Wild rats are evidence of environmental changes in Asia through the late Quaternary (#85)

Deyan Ge 1 , Liang Lu 2 , Zhixin Wen 1 , Jilong Cheng 1 , Lin Xia 1 , Qisen Yang 1
  1. Key Laboratory of Zoological Systematics and Evolution, Institute of Zoology, Chinese Academy of Sciences, Chaoyang District, Beijing, China
  2. State Key Laboratory for Infectious Diseases Prevention and Control, National Institute for Communicable Disease Control and Prevention, Chinese Center for Disease Control and Prevention, Beijing, China

In our recent study, we sought to explore the biogeographic history of the wild rats in Asia and to understand the long-term persistence of high species diversity in this region. The rat genus Niviventer is one of the dominant taxa in the local mammal communities from southeast Asia to central China.
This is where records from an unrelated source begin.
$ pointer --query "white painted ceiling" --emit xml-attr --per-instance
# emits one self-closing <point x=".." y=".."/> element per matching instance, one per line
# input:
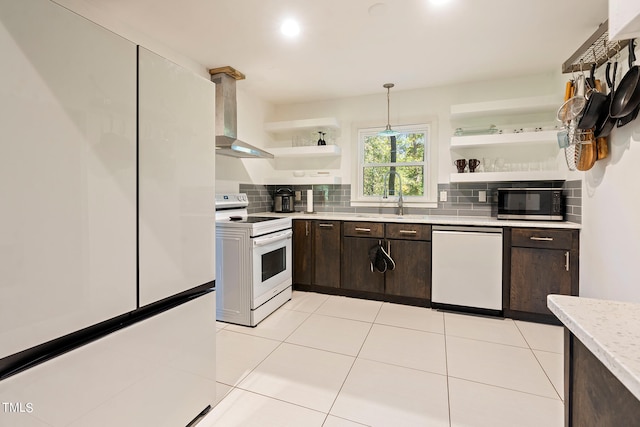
<point x="351" y="47"/>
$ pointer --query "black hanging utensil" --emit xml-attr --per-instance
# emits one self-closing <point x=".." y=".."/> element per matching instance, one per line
<point x="627" y="96"/>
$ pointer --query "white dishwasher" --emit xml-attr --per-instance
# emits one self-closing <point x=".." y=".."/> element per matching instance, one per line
<point x="467" y="267"/>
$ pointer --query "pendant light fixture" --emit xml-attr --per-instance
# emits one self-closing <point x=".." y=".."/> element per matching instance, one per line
<point x="388" y="131"/>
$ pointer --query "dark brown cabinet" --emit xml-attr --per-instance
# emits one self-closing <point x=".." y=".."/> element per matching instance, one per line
<point x="326" y="253"/>
<point x="541" y="262"/>
<point x="593" y="395"/>
<point x="302" y="250"/>
<point x="410" y="247"/>
<point x="359" y="238"/>
<point x="316" y="253"/>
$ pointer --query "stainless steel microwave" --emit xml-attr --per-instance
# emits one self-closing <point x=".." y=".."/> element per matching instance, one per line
<point x="546" y="204"/>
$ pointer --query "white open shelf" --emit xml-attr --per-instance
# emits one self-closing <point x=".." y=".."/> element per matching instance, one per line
<point x="509" y="176"/>
<point x="523" y="138"/>
<point x="537" y="104"/>
<point x="306" y="151"/>
<point x="321" y="124"/>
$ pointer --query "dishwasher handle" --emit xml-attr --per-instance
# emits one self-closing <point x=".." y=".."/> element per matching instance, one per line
<point x="465" y="229"/>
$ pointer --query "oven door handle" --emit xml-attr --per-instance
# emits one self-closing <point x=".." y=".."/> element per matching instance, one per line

The N. andersoni species complex (NASC) is highly adapted to middle to high elevations. In contrast to previous studies that have proposed regional refuges in the eastern or southern Hengduan Montains (HDM) and emphasized the influence of climatic oscillations on local vertebrates, we found that the HDM as a whole acted as refuge for the NASC and that the historical range shifts of NASC mainly occurred in the marginal regions. Demographic analyses revealed slight recent population declines in Yunnan and south-eastern Tibet, whereas the populations of Sichuan and of the entire NASC were stable. This pattern differs greatly from classic paradigms of temperate or alpine and holarctic species. On the contrary, N. confucianus is a dominant rat species with a wide elevational range in natural forests from southern to central and north of China. Inferring the demographic dynamics of this species uncovered dramatic population expansion in southwest, central and northern China that occurred since 0.5 Mya in the Late Pleistocene, but only slight expansion in Yunnan/Tibet. Environmental changes since the Late Pleistocene, particularly the decrease of predation and competition from the loss of megafanua, together with seed hoarding behavior, probably contributed to the dramatic population boom of this species.